Y no paró en todo el viaje. Veíamos la nieve desde la playa, y las olas rondaban los 4 metros. En la protegida Ría de Ladrido el paisaje se amansaba.
Una podría estar sentado horas viendo cómo cambia la marea desde Ladrido, es mágico este rincón.
Al otro lado de la Ría, en el embarcadero de Sismundi, una gama infinita de azules, verdes y grises.
En Cariño nos pilló la lluvia pero pudimos aprovechar la visita a los ostreros para retratar la playa y el puerto.

Rebasada esta última playa antes de subir y subir las callejuelas del pueblo en dirección al cabo Ortegal.

Llegados al gran faro, uno se hace enseguida a la idea de porqué se necesita un faro tan descomunal.
Y es que la costa Ártabra comienza aquí de la manera más descarnada, con unos acantilados ciclópeos que se estiran hacia arriba y hacia Poniente, desafiando la verticalidad, y rozando las nubes bajas.


Los islotes de Os Aguillons, el Trileuco de ptolomeo, son el último lugar donde ha criado el arao ibérico, un triste fantasma que aguantó en el lugar más inhóspito, pero ni siquiera esto fue
suficiente.
Desde aquí ya el alucine fue en aumento, subiendo con el coche a la Sierra de la Capelada, muy por encima del cabo Ortegal, en un cuchillo de roca que está formado por algunos de los materiales más antiguos de España, hasta 1.100 millones de años. La vista desde allí arriba hacia Cariño y toda la ría de Ortigueira parecía irreal, y más propia de un avión.

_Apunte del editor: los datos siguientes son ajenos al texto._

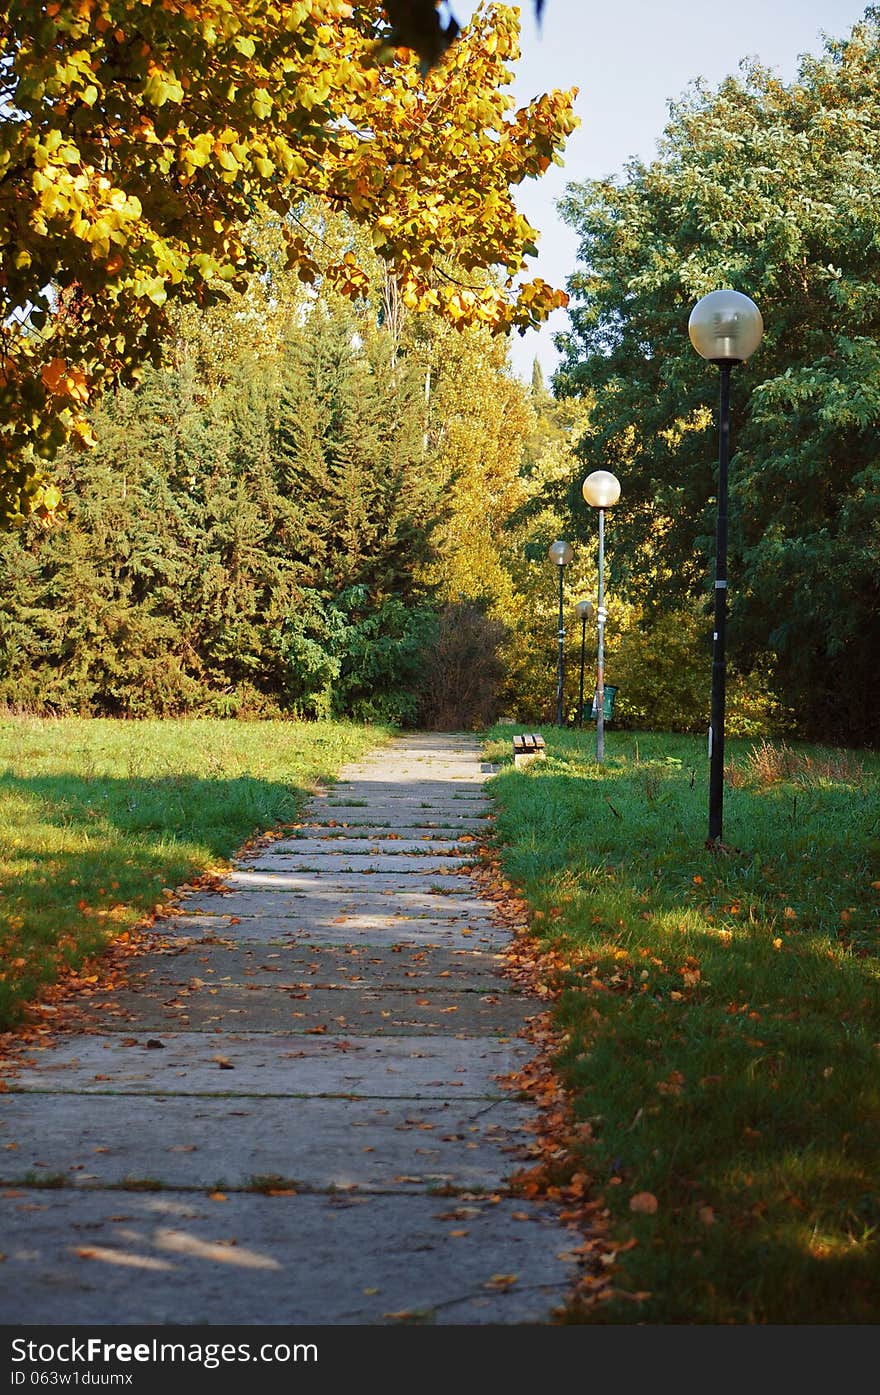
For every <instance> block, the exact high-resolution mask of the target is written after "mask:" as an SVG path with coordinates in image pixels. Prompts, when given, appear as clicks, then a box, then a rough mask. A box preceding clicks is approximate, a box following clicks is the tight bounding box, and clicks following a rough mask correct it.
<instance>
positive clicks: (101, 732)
mask: <svg viewBox="0 0 880 1395" xmlns="http://www.w3.org/2000/svg"><path fill="white" fill-rule="evenodd" d="M385 735H386V731H385V730H384V728H377V727H358V725H353V724H350V723H331V721H319V723H294V721H218V720H208V718H205V720H201V718H194V720H180V721H166V720H145V721H110V720H79V718H54V720H53V718H49V720H45V718H33V717H13V716H6V717H0V1028H4V1027H10V1025H14V1024H15V1023H17V1021H20V1020H21V1016H22V1010H24V1004H25V1003H26V1002H28V1000H32V999H33V997H35V996H36V995H38V993H39V992H40V989H42V988H45V986H46V985H47V983H52V982H53V981H54V979H56V978H57V975H59V972H60V971H63V970H64V968H78V967H79V965H82V963H84V961H85V960H86V958H88V956H89V954H93V953H96V951H98V950H100V949H102V947H103V946H105V944H106V943H107V940H109V939H112V937H114V936H117V935H124V933H127V932H130V930H131V928H132V926H134V925H135V923H137V922H138V921H141V919H144V917H145V915H148V914H149V912H152V910H153V908H155V907H156V905H158V904H160V903H162V901H163V898H165V896H166V890H167V889H173V887H176V886H179V884H180V883H183V882H185V880H187V879H190V877H192V876H198V875H199V873H202V872H205V870H206V869H209V868H212V866H216V865H218V864H220V862H222V861H223V859H226V858H229V855H230V854H232V852H234V850H236V848H238V847H240V845H241V844H243V843H244V840H245V838H247V837H250V836H251V834H252V833H255V831H262V830H266V829H271V827H272V826H275V824H279V823H286V822H291V820H294V819H296V817H297V813H298V810H300V808H301V805H303V801H304V799H305V797H307V795H308V792H310V790H311V787H312V784H314V783H315V781H319V780H331V778H332V777H333V776H335V773H336V771H337V770H339V767H340V766H342V764H343V763H344V762H346V760H351V759H356V757H358V756H360V755H361V753H363V752H364V751H365V749H368V748H370V746H372V745H375V744H377V742H378V741H382V739H384V738H385Z"/></svg>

Llegar arriba es todo un regalo para la vista y para el corazón.
Hacia el oeste, los acantilados más altos de Europa continental, con unas caídas de vértigo. Tuvimos la suerte de que las nubes cargadas de humedad del Atlántico tuviesen que remontar esta pared y rompían delante nuestro, nos sentimos muy especiales, allí solos frente a tanta belleza y poesía.